Univariate Time Series in Geosciences

Univariate Time Series in Geosciences
Author: Hans Gilgen
Publisher: Springer Science & Business Media
Total Pages: 734
Release: 2006-01-16
Genre: Science
ISBN: 3540309683

This is a detailed introduction to the statistical analysis of geophysical time series, using numerous examples and exercises to build proficiency. The exercises lead the reader to explore the meaning of concepts such as the estimation of the linear time series (AMRA) models or spectra. The book also serves as a guide to using the open-source "R" program for statistical analysis of time series.

Recent Econometric Techniques for Macroeconomic and Financial Data

Recent Econometric Techniques for Macroeconomic and Financial Data
Author: Gilles Dufrénot
Publisher: Springer Nature
Total Pages: 387
Release: 2020-11-21
Genre: Business & Economics
ISBN: 3030542521

The book provides a comprehensive overview of the latest econometric methods for studying the dynamics of macroeconomic and financial time series. It examines alternative methodological approaches and concepts, including quantile spectra and co-spectra, and explores topics such as non-linear and non-stationary behavior, stochastic volatility models, and the econometrics of commodity markets and globalization. Furthermore, it demonstrates the application of recent techniques in various fields: in the frequency domain, in the analysis of persistent dynamics, in the estimation of state space models and new classes of volatility models.

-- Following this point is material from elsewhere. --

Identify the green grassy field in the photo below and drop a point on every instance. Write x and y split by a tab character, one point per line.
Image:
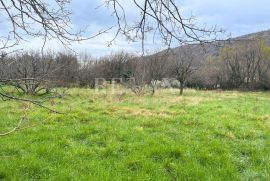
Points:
203	135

The book is divided into two parts: The first part applies econometrics to the field of macroeconomics, discussing trend/cycle decomposition, growth analysis, monetary policy and international trade. The second part applies econometrics to a wide range of topics in financial economics, including price dynamics in equity, commodity and foreign exchange markets and portfolio analysis. The book is essential reading for scholars, students, and practitioners in government and financial institutions interested in applying recent econometric time series methods to financial and economic data.

Biometrika

Biometrika
Author: D. M. Titterington
Publisher:
Total Pages: 404
Release: 2001
Genre: Mathematics
ISBN: 9780198509936

The year 2001 marks the centenary of Biometrika, one of the world's leading academic journals in statistical theory and methodology. In celebration of this, the book brings together two sets of papers from the journal. The first comprises seven specially commissioned articles (authors: D.R. Cox, A.C. Davison, Anthony C. Atkinson and R.A. Bailey, David Oakes, Peter Hall, T.M.F. Smith, and Howell Tong). These articles review the history of the journal and the most important contributions made by appearing in the journal in a number of important areas of statitisical activity, including general theory and methodology, surveys and time sets. In the process the papers describe the general development of statistical science during the twentieth century. The second group of ten papers are a selection of particularly seminal articles form the journal's first hundred years. The book opens with an introduction by the editors Professor D.M. Titterington and Sir David Cox.